13 Kasım 2021 01:52

Emekçinin savunucusu patron!

Erdoğan ve işçiler

Fotoğraf: Freepik&AA Kolaj: Evrensel

Paylaş

Son zamanlardaki gelişmeler hayret uyandırıcıdır. Şöyle ki, emeği sömürerek cebini dolduran patron, her nasılsa bu kez emek hakkının bir bölümünü, o da çok ufak bir bölümünü, savunur hale gelmiştir. Bir sendika açıkça asgari ücretin yükseltilmesi gerektiğini hükümete öneriyor, hatta bu öneri birkaç katla ifade ediliyor. Peki, insana sormazlar mı: Sayın yönetici, siz o kürsüden hükümet yetkililerine öneride bulunmak yerine, hiç değilse size bağlı işyerlerinizde, ya da diğer sendikalarla iş birliği içinde olarak bağlı işyerlerinde ya da iş kollarında asgari ücreti yükseltseniz ya da en uygulanır yol olarak asgari ücretlileri normal ücrete geçirseniz olmaz mı? Böylesi daha kısa yoldan yürüyüş varken, ne diye hükümet yetkililerine çağrı yapıyorsunuz ki? Bu nasıl emekçiye bir şirin görünme oyununda patron-siyasetçi iş birliğidir böyle!  

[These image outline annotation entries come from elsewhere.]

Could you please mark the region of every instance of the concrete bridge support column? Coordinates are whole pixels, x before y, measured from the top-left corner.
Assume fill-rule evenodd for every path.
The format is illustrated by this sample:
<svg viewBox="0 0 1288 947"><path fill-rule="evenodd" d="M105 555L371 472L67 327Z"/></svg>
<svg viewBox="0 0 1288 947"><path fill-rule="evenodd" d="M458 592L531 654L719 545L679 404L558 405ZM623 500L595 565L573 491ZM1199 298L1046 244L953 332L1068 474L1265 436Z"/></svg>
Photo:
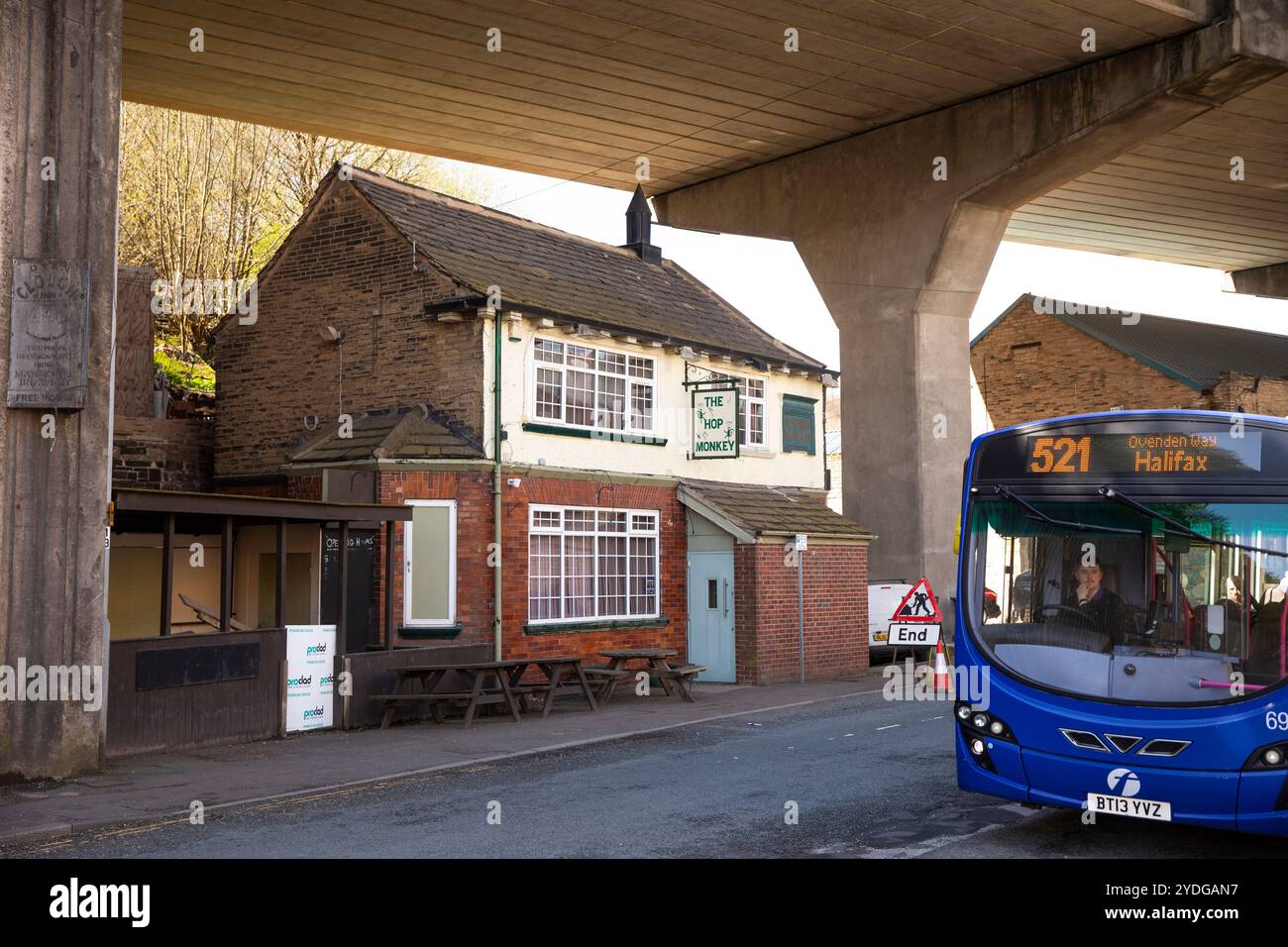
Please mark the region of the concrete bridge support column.
<svg viewBox="0 0 1288 947"><path fill-rule="evenodd" d="M1224 21L656 198L665 224L795 241L841 331L845 513L877 533L873 579L953 593L967 320L1011 213L1283 72L1288 50L1247 33Z"/></svg>
<svg viewBox="0 0 1288 947"><path fill-rule="evenodd" d="M0 666L99 667L104 687L120 100L121 0L0 0ZM4 407L14 258L89 262L81 411ZM6 697L0 778L98 765L103 711Z"/></svg>

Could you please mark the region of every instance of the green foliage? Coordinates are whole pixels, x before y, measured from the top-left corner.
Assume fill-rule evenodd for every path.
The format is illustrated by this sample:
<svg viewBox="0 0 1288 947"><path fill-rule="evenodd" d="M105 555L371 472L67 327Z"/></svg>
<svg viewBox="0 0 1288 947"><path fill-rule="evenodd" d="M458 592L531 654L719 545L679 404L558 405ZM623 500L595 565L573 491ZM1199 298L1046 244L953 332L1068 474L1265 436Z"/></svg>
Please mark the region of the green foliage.
<svg viewBox="0 0 1288 947"><path fill-rule="evenodd" d="M152 361L175 392L215 393L215 370L196 352L162 343L153 349Z"/></svg>

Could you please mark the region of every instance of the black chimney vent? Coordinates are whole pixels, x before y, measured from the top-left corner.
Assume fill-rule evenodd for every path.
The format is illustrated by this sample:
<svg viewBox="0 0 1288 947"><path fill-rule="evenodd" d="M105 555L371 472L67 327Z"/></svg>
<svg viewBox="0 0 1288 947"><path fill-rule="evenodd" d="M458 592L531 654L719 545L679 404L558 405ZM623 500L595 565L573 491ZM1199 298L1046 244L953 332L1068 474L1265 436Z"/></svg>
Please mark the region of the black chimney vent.
<svg viewBox="0 0 1288 947"><path fill-rule="evenodd" d="M653 214L648 209L648 198L644 188L635 186L631 202L626 207L626 250L634 250L645 263L661 263L662 250L649 242L649 232L653 227Z"/></svg>

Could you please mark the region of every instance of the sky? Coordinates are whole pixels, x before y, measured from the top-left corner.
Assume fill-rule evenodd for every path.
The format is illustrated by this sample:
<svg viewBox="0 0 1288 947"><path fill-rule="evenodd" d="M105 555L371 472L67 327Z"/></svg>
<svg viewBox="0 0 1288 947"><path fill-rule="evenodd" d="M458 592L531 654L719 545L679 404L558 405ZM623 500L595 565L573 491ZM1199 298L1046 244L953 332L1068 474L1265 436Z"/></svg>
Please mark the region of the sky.
<svg viewBox="0 0 1288 947"><path fill-rule="evenodd" d="M630 195L625 191L495 167L468 169L492 188L487 202L500 210L605 244L626 241ZM765 331L838 367L836 326L791 242L654 224L653 244ZM1288 301L1227 292L1225 282L1216 269L1005 241L980 291L971 336L1023 292L1288 334Z"/></svg>

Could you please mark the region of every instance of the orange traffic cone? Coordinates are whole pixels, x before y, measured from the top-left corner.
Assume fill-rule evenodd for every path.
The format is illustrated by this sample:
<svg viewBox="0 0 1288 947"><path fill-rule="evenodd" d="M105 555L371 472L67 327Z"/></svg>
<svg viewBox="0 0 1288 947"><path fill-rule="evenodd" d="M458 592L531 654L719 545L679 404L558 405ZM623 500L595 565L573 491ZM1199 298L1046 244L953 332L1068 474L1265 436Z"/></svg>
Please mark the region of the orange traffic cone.
<svg viewBox="0 0 1288 947"><path fill-rule="evenodd" d="M935 693L948 693L948 656L944 655L944 639L935 644Z"/></svg>

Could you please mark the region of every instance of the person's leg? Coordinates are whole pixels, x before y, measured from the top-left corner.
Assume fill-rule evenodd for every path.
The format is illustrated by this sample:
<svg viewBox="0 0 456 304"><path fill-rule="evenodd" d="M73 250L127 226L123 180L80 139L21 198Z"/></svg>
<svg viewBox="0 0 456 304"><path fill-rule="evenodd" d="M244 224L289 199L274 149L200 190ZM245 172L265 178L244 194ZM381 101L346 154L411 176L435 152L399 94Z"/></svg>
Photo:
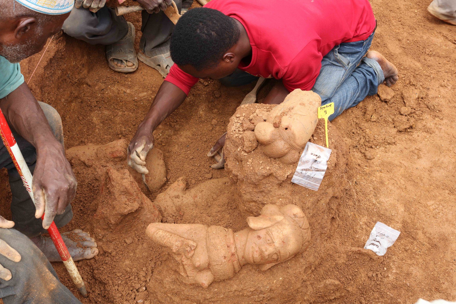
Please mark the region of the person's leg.
<svg viewBox="0 0 456 304"><path fill-rule="evenodd" d="M182 0L175 0L174 2L180 13ZM142 14L141 31L143 34L140 41L138 58L166 77L174 64L170 55L170 38L174 24L162 10L156 14L149 14L143 10Z"/></svg>
<svg viewBox="0 0 456 304"><path fill-rule="evenodd" d="M254 81L258 80L259 78L259 77L258 76L254 76L247 72L237 68L233 74L220 79L219 81L222 84L227 87L238 87L251 84Z"/></svg>
<svg viewBox="0 0 456 304"><path fill-rule="evenodd" d="M11 272L9 281L0 279L0 298L5 304L81 304L42 252L26 236L15 229L0 228L0 239L21 255L19 262L0 255L0 264Z"/></svg>
<svg viewBox="0 0 456 304"><path fill-rule="evenodd" d="M90 44L112 44L128 31L127 21L112 8L104 6L96 13L74 7L62 26L67 35Z"/></svg>
<svg viewBox="0 0 456 304"><path fill-rule="evenodd" d="M57 111L49 105L42 102L39 103L56 138L63 145L63 132L60 116ZM12 130L12 131L22 155L33 174L36 161L35 147L16 131ZM16 223L15 228L31 238L46 232L42 227L41 220L35 217L35 205L4 146L2 145L0 148L0 155L3 161L1 163L1 168L6 168L8 169L12 194L11 212L12 220ZM71 205L69 204L63 214L56 215L54 221L57 227L62 227L67 225L73 217Z"/></svg>
<svg viewBox="0 0 456 304"><path fill-rule="evenodd" d="M106 46L109 67L117 72L130 73L138 68L135 50L135 27L114 9L104 6L96 13L74 7L63 23L67 35L90 44Z"/></svg>
<svg viewBox="0 0 456 304"><path fill-rule="evenodd" d="M385 80L380 65L364 57L374 33L366 40L341 43L325 56L321 70L312 90L321 98L321 105L334 103L332 120L354 106L368 95L377 93Z"/></svg>
<svg viewBox="0 0 456 304"><path fill-rule="evenodd" d="M322 105L334 103L334 113L329 116L332 121L344 110L354 107L366 96L377 94L378 85L384 80L383 73L377 61L364 57L361 63Z"/></svg>
<svg viewBox="0 0 456 304"><path fill-rule="evenodd" d="M312 90L320 95L321 103L331 98L337 88L359 64L370 47L374 33L366 40L341 43L321 60L321 68Z"/></svg>
<svg viewBox="0 0 456 304"><path fill-rule="evenodd" d="M40 102L39 104L54 136L63 145L63 132L60 116L57 111L49 105L42 102ZM36 161L35 147L14 130L12 131L24 158L33 174ZM31 239L32 241L39 247L49 261L61 261L50 238L41 235L47 231L43 228L41 220L35 218L35 205L24 186L21 177L16 170L6 148L3 145L0 147L0 168L5 168L8 169L10 186L12 194L11 212L12 220L15 223L14 228ZM63 214L56 215L54 221L57 226L60 228L67 224L73 216L71 205L68 204ZM78 247L78 244L66 235L68 233L62 233L62 238L67 244L73 260L78 261L84 258L91 258L98 254L97 244L95 242L95 240L88 234L80 230L75 230L70 233L79 236L79 239L82 240L80 244L83 246L83 248L81 248L81 246Z"/></svg>
<svg viewBox="0 0 456 304"><path fill-rule="evenodd" d="M428 7L428 11L440 20L456 25L455 0L434 0Z"/></svg>

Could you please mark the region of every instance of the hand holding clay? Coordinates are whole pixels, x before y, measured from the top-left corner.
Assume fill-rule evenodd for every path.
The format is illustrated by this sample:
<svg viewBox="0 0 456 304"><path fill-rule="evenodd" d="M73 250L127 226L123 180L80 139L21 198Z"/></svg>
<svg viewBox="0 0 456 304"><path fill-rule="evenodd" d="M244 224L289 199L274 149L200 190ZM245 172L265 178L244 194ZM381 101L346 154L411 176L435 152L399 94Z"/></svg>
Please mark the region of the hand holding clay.
<svg viewBox="0 0 456 304"><path fill-rule="evenodd" d="M140 125L130 142L127 150L128 165L139 173L146 174L149 171L145 167L145 157L154 147L155 140L152 131L141 127Z"/></svg>
<svg viewBox="0 0 456 304"><path fill-rule="evenodd" d="M295 205L265 205L247 223L233 233L220 226L153 223L146 233L173 256L183 282L204 288L233 278L246 264L266 270L309 246L309 223Z"/></svg>
<svg viewBox="0 0 456 304"><path fill-rule="evenodd" d="M255 127L255 136L267 156L291 164L309 141L318 122L321 99L311 91L296 89Z"/></svg>

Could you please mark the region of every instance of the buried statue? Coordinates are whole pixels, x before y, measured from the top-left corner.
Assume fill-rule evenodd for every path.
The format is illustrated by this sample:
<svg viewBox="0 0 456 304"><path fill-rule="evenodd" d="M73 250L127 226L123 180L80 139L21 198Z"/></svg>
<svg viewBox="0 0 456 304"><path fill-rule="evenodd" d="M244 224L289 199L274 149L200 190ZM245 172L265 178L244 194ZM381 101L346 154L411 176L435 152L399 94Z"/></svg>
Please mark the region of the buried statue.
<svg viewBox="0 0 456 304"><path fill-rule="evenodd" d="M247 264L266 270L309 246L309 223L296 205L267 204L247 221L249 227L236 233L220 226L153 223L146 234L171 254L184 283L204 288L233 278Z"/></svg>

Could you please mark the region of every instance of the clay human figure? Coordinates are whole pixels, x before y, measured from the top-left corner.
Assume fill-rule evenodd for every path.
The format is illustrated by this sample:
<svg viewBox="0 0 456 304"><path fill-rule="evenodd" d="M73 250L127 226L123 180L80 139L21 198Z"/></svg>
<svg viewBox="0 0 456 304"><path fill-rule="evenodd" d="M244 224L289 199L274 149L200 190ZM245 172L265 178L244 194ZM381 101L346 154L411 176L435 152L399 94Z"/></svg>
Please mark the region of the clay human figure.
<svg viewBox="0 0 456 304"><path fill-rule="evenodd" d="M309 246L309 223L295 205L265 205L247 221L249 227L236 233L220 226L161 223L150 224L146 233L177 262L184 282L204 288L233 278L246 264L268 269Z"/></svg>
<svg viewBox="0 0 456 304"><path fill-rule="evenodd" d="M321 99L311 91L296 89L255 127L255 136L266 156L285 164L295 162L314 132Z"/></svg>

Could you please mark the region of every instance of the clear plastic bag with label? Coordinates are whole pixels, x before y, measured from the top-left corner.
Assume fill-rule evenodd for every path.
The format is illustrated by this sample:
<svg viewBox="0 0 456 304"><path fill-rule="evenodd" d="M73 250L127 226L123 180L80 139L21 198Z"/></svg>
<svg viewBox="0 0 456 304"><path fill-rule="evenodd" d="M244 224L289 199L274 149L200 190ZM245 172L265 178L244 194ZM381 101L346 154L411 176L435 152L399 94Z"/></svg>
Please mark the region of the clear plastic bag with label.
<svg viewBox="0 0 456 304"><path fill-rule="evenodd" d="M378 256L383 256L386 253L386 248L394 243L399 234L400 231L377 222L366 242L364 249L372 250Z"/></svg>
<svg viewBox="0 0 456 304"><path fill-rule="evenodd" d="M291 181L312 190L318 190L331 155L331 149L308 142Z"/></svg>

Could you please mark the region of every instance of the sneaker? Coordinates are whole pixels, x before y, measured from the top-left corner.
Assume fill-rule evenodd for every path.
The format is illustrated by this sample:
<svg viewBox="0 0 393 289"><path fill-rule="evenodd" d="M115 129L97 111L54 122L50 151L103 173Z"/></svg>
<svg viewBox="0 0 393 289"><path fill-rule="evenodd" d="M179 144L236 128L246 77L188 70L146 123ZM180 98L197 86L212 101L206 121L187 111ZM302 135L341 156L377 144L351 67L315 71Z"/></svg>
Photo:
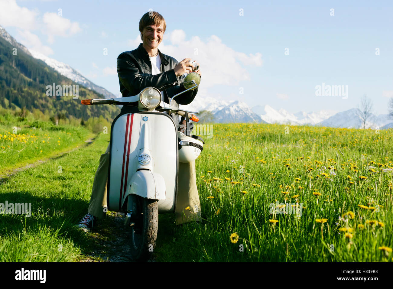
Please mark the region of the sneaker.
<svg viewBox="0 0 393 289"><path fill-rule="evenodd" d="M90 232L93 229L94 223L97 218L92 215L88 213L81 221L81 222L75 226L81 229L85 232Z"/></svg>

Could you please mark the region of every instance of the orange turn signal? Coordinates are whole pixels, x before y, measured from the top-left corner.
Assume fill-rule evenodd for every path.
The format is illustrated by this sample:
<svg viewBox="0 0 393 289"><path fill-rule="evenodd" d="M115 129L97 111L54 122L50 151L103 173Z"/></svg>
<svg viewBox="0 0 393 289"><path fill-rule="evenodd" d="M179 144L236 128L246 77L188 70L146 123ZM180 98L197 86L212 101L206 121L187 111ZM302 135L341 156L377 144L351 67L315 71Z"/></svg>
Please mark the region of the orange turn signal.
<svg viewBox="0 0 393 289"><path fill-rule="evenodd" d="M82 104L87 104L88 105L92 105L91 99L83 99L81 102Z"/></svg>
<svg viewBox="0 0 393 289"><path fill-rule="evenodd" d="M193 114L191 114L192 116L191 117L191 118L190 119L190 120L192 120L193 121L195 121L195 122L198 122L199 121L199 119L197 117L195 116Z"/></svg>

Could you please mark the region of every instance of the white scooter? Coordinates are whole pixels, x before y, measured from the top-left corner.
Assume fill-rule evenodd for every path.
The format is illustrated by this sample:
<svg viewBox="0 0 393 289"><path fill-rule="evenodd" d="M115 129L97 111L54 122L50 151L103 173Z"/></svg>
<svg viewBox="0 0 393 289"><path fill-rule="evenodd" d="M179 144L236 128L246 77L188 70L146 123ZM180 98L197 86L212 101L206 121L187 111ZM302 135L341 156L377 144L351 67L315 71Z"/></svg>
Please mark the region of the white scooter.
<svg viewBox="0 0 393 289"><path fill-rule="evenodd" d="M174 96L169 107L158 89L146 87L134 96L90 99L82 104L137 106L139 112L120 114L112 123L107 187L108 209L124 212L125 225L131 228L131 253L146 261L155 247L158 213L173 212L177 193L178 161L196 159L203 149L200 138L180 133L171 116L174 113L194 121L197 112L171 107L174 98L199 85L200 77L189 74L186 90ZM167 113L167 112L168 113Z"/></svg>

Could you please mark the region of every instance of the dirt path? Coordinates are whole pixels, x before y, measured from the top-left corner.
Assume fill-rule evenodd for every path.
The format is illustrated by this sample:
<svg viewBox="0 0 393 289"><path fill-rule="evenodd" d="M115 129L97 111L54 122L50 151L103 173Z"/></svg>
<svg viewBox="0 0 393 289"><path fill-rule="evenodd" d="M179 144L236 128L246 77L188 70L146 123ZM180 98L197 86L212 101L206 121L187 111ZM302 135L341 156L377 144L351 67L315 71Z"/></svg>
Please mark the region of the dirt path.
<svg viewBox="0 0 393 289"><path fill-rule="evenodd" d="M65 155L69 153L70 153L73 151L77 149L79 149L83 147L86 147L92 144L93 141L95 139L95 138L89 138L88 140L86 140L84 141L84 142L86 143L86 144L83 146L79 147L74 147L69 151L67 151L63 152L62 153L57 154L57 155L55 155L53 156L47 158L43 160L39 160L33 163L29 164L23 167L10 169L6 173L0 175L0 184L1 184L3 182L7 181L10 177L20 171L24 171L25 169L29 169L31 168L35 168L36 167L40 165L42 165L42 164L45 164L46 162L48 162L50 160L59 158L61 158L64 156Z"/></svg>

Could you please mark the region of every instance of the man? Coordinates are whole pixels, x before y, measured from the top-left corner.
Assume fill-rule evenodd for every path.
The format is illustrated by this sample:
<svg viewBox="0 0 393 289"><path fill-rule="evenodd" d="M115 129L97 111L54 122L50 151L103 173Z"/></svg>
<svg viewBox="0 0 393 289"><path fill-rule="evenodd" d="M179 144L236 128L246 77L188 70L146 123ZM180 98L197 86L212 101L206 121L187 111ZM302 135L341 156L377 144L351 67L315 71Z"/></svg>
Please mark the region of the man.
<svg viewBox="0 0 393 289"><path fill-rule="evenodd" d="M163 17L156 12L146 13L139 22L139 30L143 42L136 49L120 54L117 59L117 70L120 92L123 96L139 93L145 87L152 86L158 89L161 99L169 104L171 98L185 90L180 84L180 77L192 72L191 58L178 63L173 57L163 54L158 49L162 41L166 24ZM198 64L199 65L199 64ZM199 69L196 72L200 75ZM176 97L172 106L190 103L198 92L198 88ZM123 106L121 113L137 112L137 107ZM179 122L177 116L173 114L175 123ZM105 218L107 212L107 185L109 161L109 146L101 155L99 165L94 177L88 213L77 226L85 231L93 227L97 218ZM200 221L200 204L196 188L195 161L179 163L178 196L176 200L177 224L191 221ZM187 207L189 210L184 209Z"/></svg>

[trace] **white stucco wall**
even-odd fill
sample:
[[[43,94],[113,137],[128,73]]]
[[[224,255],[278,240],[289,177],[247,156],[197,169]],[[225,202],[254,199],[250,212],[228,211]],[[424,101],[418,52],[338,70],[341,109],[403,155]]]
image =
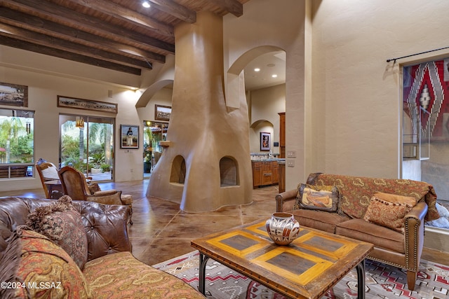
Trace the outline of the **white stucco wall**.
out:
[[[313,3],[313,144],[319,156],[311,170],[399,177],[398,64],[429,55],[394,66],[386,60],[447,46],[449,2]]]
[[[124,150],[120,148],[118,138],[120,124],[141,125],[134,106],[138,95],[134,91],[111,84],[87,82],[83,80],[5,67],[0,67],[0,82],[28,86],[29,104],[28,107],[24,109],[36,111],[34,114],[35,159],[43,158],[58,164],[60,134],[58,124],[60,113],[115,117],[116,164],[114,166],[116,169],[120,169],[120,172],[115,172],[115,179],[116,181],[142,179],[143,169],[141,167],[141,148],[131,149],[130,154],[126,153]],[[112,98],[109,97],[109,90],[112,91]],[[59,108],[57,106],[58,95],[118,103],[119,113],[116,115],[81,109]],[[13,107],[5,106],[4,108]],[[138,165],[140,166],[138,167]],[[33,179],[0,180],[1,190],[33,188],[41,188],[39,176]]]
[[[401,60],[396,65],[386,60],[449,44],[449,2],[253,0],[243,7],[241,17],[223,18],[224,69],[255,47],[286,51],[286,150],[297,151],[295,167],[287,167],[286,188],[295,188],[314,172],[398,177],[398,64],[447,56],[449,51]],[[36,158],[57,157],[58,142],[51,140],[57,136],[52,126],[59,113],[58,94],[107,101],[107,90],[113,90],[112,101],[119,102],[116,124],[140,123],[136,99],[128,99],[123,86],[150,85],[150,78],[157,80],[154,70],[144,71],[142,78],[119,78],[114,71],[102,74],[101,68],[44,56],[0,48],[0,81],[27,85],[30,97],[39,99],[29,107],[36,110],[36,125],[43,130],[36,133]],[[69,71],[74,75],[65,74],[64,79],[62,74]],[[39,143],[45,144],[43,148]],[[117,161],[122,161],[120,151],[116,153]],[[130,167],[129,162],[140,160],[139,151],[116,167]],[[125,172],[121,179],[135,176],[141,178]]]

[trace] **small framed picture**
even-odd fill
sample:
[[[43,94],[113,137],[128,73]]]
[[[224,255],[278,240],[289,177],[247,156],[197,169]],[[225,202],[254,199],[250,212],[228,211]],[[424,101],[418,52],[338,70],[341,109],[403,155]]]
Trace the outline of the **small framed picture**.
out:
[[[0,82],[0,105],[28,106],[28,86]]]
[[[171,106],[154,105],[154,120],[169,121],[171,116]]]
[[[139,148],[139,126],[120,125],[120,148]]]
[[[260,132],[260,151],[269,151],[270,134]]]

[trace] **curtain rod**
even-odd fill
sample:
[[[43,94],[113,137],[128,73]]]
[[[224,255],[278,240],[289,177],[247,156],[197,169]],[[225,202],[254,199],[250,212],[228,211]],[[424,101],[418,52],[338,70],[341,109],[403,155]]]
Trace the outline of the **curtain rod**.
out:
[[[411,55],[410,55],[403,56],[403,57],[401,57],[390,58],[390,59],[389,59],[389,60],[387,60],[387,62],[391,62],[391,60],[393,60],[393,63],[396,63],[396,61],[397,60],[400,60],[400,59],[402,59],[402,58],[410,57],[411,57],[411,56],[416,56],[416,55],[421,55],[421,54],[429,53],[431,53],[431,52],[435,52],[435,51],[438,51],[438,50],[444,50],[444,49],[448,49],[448,48],[449,48],[449,47],[440,48],[439,49],[430,50],[429,50],[429,51],[421,52],[420,53],[411,54]]]

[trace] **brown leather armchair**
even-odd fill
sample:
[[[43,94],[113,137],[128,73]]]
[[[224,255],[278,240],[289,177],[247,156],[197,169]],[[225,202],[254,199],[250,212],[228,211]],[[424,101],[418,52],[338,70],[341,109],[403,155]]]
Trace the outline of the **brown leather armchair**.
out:
[[[129,223],[133,224],[133,197],[121,195],[121,191],[115,189],[102,190],[98,185],[89,186],[84,174],[78,169],[65,166],[58,172],[64,194],[74,200],[85,200],[105,204],[123,204],[129,207]],[[96,188],[93,188],[95,186]]]
[[[58,167],[54,164],[42,158],[36,162],[34,167],[39,174],[39,178],[41,178],[41,183],[42,183],[46,198],[57,200],[60,197],[63,193],[62,188],[60,184],[49,185],[51,187],[51,188],[47,186],[48,182],[59,181]]]

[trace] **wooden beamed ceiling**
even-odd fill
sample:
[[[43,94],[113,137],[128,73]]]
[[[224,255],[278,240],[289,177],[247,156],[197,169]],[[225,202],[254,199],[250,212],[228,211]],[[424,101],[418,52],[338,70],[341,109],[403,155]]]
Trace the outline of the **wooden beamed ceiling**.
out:
[[[196,13],[243,15],[249,0],[0,0],[0,44],[140,75],[175,53]]]

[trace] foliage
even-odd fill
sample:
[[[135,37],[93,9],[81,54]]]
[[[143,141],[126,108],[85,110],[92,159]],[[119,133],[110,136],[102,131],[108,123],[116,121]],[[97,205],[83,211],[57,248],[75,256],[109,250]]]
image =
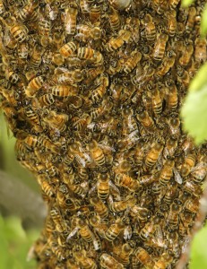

Hemen söylemeliyim ki, kapitalist dünyada ne sömürüye doymayan patronlar, ne de patronların siyasetteki uzantıları olan hükümet yetkilileri samimi olarak emekçinin yanındadır. Patronlar olabildiğince kârlarını yükselterek piyasada tutunmaya, hatta ileri düzeylere gelmeye çalışırlar. Patron ile emekçi hiçbir zaman birbirinin kardeşi değildir, olamazlar da. Fakat bu iki kesim arasındaki ilişki bağlamında, patron açısından emek, üretim esnasında sömürülecek üretici güç, ürünlerin satışı esansında da kazıklanacak tüketici kaynak olarak görülür. Dolayısıyla, her iki halde de sömürülen emek, patronun vazgeçemeyeceği üvey kardeşidir.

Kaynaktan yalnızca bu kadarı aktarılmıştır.